Blushing, she would look down at the slice of lime, perched on the side of her martini.
10
CATH MURPHY
The following week, Cath found out how it felt, the end of her affair.
It felt: suspenseful, frightening, surprising, confusing, obvious, outrageous and eventually like despair. These emotions arrived individually or in clusters, and sometimes one would brush the surface for a moment before eliding into another. On the first day, Monday, the primary emotions were SUSPENSE and FEAR.

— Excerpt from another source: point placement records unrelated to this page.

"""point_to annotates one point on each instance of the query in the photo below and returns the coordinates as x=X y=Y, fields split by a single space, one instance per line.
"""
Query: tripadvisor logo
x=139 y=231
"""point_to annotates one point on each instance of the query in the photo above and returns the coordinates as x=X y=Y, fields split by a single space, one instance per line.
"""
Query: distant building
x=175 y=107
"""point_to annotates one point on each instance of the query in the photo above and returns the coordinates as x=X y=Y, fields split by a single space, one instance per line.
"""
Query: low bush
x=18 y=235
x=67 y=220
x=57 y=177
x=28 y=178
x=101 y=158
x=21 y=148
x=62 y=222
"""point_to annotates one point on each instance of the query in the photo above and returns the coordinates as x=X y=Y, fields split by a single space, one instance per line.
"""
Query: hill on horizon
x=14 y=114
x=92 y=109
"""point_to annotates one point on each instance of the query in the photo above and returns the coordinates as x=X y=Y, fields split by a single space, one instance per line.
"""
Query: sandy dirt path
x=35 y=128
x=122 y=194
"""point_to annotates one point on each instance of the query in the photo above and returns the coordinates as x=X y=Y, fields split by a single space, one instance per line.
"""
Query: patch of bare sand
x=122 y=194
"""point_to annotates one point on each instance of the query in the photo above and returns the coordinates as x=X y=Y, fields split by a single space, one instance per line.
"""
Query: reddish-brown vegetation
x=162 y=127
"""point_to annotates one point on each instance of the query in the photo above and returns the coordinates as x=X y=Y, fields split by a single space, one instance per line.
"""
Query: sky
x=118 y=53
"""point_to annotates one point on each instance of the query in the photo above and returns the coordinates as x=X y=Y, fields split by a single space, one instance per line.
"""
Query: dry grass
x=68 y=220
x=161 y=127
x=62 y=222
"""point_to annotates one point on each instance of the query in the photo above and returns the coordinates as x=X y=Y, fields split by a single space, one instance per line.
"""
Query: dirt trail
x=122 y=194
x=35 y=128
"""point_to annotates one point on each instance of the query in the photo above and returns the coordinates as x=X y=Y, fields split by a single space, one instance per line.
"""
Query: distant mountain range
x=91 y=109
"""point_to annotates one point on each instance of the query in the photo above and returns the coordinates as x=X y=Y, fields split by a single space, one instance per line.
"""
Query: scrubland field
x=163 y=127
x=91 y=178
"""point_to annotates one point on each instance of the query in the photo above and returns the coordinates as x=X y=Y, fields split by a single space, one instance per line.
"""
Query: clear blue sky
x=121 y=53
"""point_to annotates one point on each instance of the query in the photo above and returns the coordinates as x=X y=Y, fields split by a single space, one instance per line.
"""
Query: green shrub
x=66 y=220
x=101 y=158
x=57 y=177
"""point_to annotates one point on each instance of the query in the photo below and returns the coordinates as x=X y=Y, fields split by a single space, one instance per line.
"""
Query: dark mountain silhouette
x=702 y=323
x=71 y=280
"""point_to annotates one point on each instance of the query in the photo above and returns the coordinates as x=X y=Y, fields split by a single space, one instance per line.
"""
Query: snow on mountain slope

Three significant events took place that day:
1. seeing Breanna for the first time;
2. being introduced to Breanna; and
3. having coffee with Breanna.
At Monday Assembly, she sat in her usual place, mistaking the suspense and fear for an exciting arriving-at-the-theatre sort of feeling. Warren ran in late, as usual, and sat beside her, with a friendly yet restrained ‘hey, hey’. His face was grim and grey, and her excitement increased. She ignored Billson’s introductory remarks, but then tuned back in when she realised he was no longer talking but was breathing, unpleasantly, into the microphone.
‘I’m waiting,’ he said, holding up his left thumb and then his pointer. He was going to count ten fingers, while the children whispered and giggled. ‘All right,’ he said, growing bored with the game. ‘Let’s show our newcomer how well behaved we are at Redwood! A round of applause to welcome our new school counsellor, Breanna Woodford!’